Early results from a birchbark letter proof-of-concept
The frustrating thing about attempting a proof-of-concept for the birchbark letters is that many of the calculations I find most interesting need to be run over the entire corpus-- which means a lot more data preparation than I currently have finished. The sample "names in context" (NIC) XML only has entries for 42 documents, so there's a lot of work yet to be done.
Characterizing the context for different kinds of names
I've written the XSLT to do a number of calculations-- how often are women mentioned in the context of some kind of financial transaction? When women are mentioned in a financial context, are they more likely to be referred to by a derivative of their husband's name than when they are mentioned in other contexts? Are there contexts where certain kinds of names-- "church" names, non-Slavic names, female names-- appear with particular frequency, or not at all? Unfortunately, the output is meaningless until the full NIC XML is ready.
Building charts and graphs
I can see writing code to enable the user to generate-- and, more importantly, compare-- charts and graphs like those found on p. 26-33 of Zaliznjak 2004, but with greater detail. Within a given date range, is there a statistically significant difference between how frequently the jer merger, or cokan'e, occurs when the writer has a non-Slavic name, vs. writers with Slavic names? It didn't seem worth doing for this particular proof-of-concept, though; the only data set I could draw on for this would be the index of all the documents and their dates, and a chart showing how many documents were found in each 50-year time span or what-have-you doesn't seem worth the effort.
Actual results: names and genders
For some usable-- if not the most exciting-- results, I've turned to the fully-prepared index of names, which does allow for certain kinds of calculations. Keep in mind, all of these below refer to unique names, not instances of use ("Khrestina" appears 5 times, but is counted once for these calculations; I don't have the NIC data ready yet to account for multiple instances.)
- 10.7% of the names with an identified gender are female (87 names).
- 35.6% of the women's names that are used are derived from a male name, presumably their husband (31 names). There's an opportunity here to go fishing for the equivalent male names from the same time period and location, but my initial guess at reconstructing the male names suggests that there's no attestation-- contemporary with the woman's name or not-- of the male name in about 25% of the cases.

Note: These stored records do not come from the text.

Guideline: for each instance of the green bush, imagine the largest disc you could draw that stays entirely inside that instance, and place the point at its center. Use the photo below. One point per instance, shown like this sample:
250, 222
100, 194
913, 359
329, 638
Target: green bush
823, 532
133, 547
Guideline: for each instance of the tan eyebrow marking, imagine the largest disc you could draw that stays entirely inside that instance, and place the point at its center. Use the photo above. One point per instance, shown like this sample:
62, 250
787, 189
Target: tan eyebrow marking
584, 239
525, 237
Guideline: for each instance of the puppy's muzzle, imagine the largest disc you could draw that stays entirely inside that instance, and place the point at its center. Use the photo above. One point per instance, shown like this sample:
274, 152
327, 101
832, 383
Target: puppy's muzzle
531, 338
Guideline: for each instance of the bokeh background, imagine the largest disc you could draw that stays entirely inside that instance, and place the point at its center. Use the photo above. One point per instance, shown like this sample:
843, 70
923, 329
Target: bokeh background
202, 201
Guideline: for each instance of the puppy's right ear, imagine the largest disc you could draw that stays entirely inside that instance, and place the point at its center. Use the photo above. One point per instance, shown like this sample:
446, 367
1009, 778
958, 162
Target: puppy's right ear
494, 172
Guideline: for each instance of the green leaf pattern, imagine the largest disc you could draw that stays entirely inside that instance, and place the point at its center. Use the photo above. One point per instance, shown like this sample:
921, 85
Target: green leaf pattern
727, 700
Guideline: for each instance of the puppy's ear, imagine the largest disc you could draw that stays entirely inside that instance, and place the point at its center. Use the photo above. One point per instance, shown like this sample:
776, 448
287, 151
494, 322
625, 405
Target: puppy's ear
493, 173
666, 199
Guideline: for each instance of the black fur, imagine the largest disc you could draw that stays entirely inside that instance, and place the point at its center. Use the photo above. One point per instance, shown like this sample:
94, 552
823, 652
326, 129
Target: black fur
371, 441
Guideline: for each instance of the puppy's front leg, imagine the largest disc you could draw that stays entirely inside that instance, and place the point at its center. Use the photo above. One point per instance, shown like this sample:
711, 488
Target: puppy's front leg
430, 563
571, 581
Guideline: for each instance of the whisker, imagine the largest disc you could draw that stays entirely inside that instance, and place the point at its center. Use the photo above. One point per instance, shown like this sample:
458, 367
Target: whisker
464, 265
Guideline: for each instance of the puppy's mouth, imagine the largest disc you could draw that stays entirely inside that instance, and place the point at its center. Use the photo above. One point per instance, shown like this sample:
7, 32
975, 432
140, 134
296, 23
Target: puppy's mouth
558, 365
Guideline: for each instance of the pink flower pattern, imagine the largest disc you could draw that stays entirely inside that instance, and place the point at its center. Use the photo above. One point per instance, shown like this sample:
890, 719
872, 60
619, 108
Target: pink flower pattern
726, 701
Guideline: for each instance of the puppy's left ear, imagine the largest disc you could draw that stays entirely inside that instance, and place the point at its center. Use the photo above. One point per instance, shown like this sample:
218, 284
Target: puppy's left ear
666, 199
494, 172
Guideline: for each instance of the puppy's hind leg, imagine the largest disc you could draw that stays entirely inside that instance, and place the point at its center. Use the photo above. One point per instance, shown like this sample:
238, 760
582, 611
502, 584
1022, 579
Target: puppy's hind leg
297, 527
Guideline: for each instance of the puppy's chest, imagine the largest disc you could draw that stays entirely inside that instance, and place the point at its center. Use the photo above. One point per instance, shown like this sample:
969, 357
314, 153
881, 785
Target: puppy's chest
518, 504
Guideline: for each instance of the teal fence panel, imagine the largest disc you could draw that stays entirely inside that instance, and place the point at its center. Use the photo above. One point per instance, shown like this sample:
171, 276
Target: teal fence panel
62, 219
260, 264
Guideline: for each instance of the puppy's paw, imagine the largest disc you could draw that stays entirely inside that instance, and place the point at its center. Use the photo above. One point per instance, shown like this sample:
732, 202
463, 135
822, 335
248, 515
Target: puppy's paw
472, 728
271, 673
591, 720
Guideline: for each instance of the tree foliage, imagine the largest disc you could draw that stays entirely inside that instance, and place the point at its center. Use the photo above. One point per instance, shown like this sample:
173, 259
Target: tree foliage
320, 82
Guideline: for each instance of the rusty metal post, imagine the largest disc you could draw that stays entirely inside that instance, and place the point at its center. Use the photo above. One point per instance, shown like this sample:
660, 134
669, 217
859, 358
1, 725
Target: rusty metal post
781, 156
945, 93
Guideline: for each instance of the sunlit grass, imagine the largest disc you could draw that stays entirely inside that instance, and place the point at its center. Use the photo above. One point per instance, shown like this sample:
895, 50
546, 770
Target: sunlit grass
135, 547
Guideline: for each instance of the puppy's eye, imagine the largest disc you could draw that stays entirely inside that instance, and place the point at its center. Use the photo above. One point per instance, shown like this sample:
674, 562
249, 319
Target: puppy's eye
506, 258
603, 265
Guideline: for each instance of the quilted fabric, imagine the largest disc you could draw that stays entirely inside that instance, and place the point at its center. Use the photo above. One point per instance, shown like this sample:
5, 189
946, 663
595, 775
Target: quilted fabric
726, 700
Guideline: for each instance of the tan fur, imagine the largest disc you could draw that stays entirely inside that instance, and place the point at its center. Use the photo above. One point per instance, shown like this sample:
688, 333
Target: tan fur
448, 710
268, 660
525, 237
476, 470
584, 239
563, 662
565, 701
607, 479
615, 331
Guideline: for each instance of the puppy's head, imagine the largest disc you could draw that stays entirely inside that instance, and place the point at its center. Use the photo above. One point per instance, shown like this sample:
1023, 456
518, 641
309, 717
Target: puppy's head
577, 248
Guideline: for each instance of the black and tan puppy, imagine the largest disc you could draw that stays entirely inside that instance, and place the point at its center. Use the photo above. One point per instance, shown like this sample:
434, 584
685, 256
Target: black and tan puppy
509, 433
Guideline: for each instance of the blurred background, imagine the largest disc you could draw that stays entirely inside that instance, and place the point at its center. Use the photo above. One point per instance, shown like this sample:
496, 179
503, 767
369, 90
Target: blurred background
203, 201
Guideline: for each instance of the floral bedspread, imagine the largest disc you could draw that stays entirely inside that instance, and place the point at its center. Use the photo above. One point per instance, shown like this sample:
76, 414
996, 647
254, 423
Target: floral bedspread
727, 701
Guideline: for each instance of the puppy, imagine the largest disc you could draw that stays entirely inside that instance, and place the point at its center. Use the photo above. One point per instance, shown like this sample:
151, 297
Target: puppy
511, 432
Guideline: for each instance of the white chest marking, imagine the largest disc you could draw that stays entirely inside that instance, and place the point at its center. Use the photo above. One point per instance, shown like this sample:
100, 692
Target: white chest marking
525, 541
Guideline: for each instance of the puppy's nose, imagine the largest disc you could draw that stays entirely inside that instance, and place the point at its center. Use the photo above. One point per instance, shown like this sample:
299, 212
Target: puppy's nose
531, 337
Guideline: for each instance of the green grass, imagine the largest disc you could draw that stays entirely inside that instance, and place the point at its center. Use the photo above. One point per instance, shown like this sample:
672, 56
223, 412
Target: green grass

- 12% of all names have no identified gender (110 names). One of my goals is to assign probable genders to as many of these as possible, after establishing the contexts where men and women are more likely to appear.
Actual results: Boris
When deciding how to build the sample NIC data set, I chose to include all documents that reference the name Boris. I wanted to see how I could organize the available data to facilitate the task of determining how many Borises are represented in the birchbark letter corpus, and my initial pass at 12th century documents surfaced 5 documents mentioning "Boris".
What information is useful to help differentiate one Boris from another? I've listed each document where the name occurs, and sorted them using the earliest conditional date proposed. I've included the location where the document was found, but to put that information into the right context, it's important to know Boris's role in the document. Particularly where he's a sender or 3rd party, documents referring to the same Boris could easily be found in different locations. The value of the additional information concerning Boris's role varies; one could argue that whether he owes money or not is fairly inconsequential, but information indicating that the reference is to Saint Boris, or that the Boris in question has recently died are crucial the task at hand.
- Борисъ (m)
- 906
- 1075 - 1100
- 3p: Троицк, Е
- personal: religious
- 742
- 1100 - 1120
- to: Троицк, К
- financial: owes
- orders: receiving
- 237
- 1160 - 1180
- from: Нерев, И
- personal: complaint
- 806
- 1160 - 1180
- 3p: Троицк, Е
- 581
- 1180 - 1200
- to: Троцк, Е
- financial: gen
- 671
- 1180 - 1200
- 3p: Троцк, Г
- financial: gen
- 819
- 1180 - 1200
- to: Троцк, Е
- financial: owed
- orders: receiving
- 935
- 1180 - 1200
- 3p: Троицк, Е
- financial: gen
- 714
- 1200 - 1220
- from: Троицк, К
- personal: gen
- 343
- Борисъ Милославовъ
- 1280 - 1300
- 3p: Нерев, Д
- 263
- Борисъ Пѧнтелѣѥвъ
- 1360 - 1380
- 3p: Нерев, Е
- financial: owes
- 579
- 1360 - 1380
- from: Нутн
- orders: giving
- 701
- Борисъ Петаревъ
- 1360 - 1380
- from: Троицк, П
- orders: giving
- 744
- 1360 - 1380
- 3p: Федоровск
- 43
- 1380 - 1400
- from: Нерев, А
- orders: giving
- 49
- 1410 - 1420
- 3p: Нерев, Г
- personal: death
- 906
So how many Borises are there? Probably somewhere between 10 and 12.
- Saint Boris - BBL 906
- Boris of the early 12th century - BBL 742; 40-60 years between this Boris reference and the next one make it unlikely that it's the same Boris
- Boris(es) of the late 12th century - BBL 237, 806, 581, 671, 819, 935 all range from 1160-1200. Two letters to a Boris (581, 819) and two where Boris was a third party (806, 935) were found in Troick. E, which may be a reason to connect those with a single individual. Other than BBL 237, from Nerev., all the other documents from this time period are from Troick.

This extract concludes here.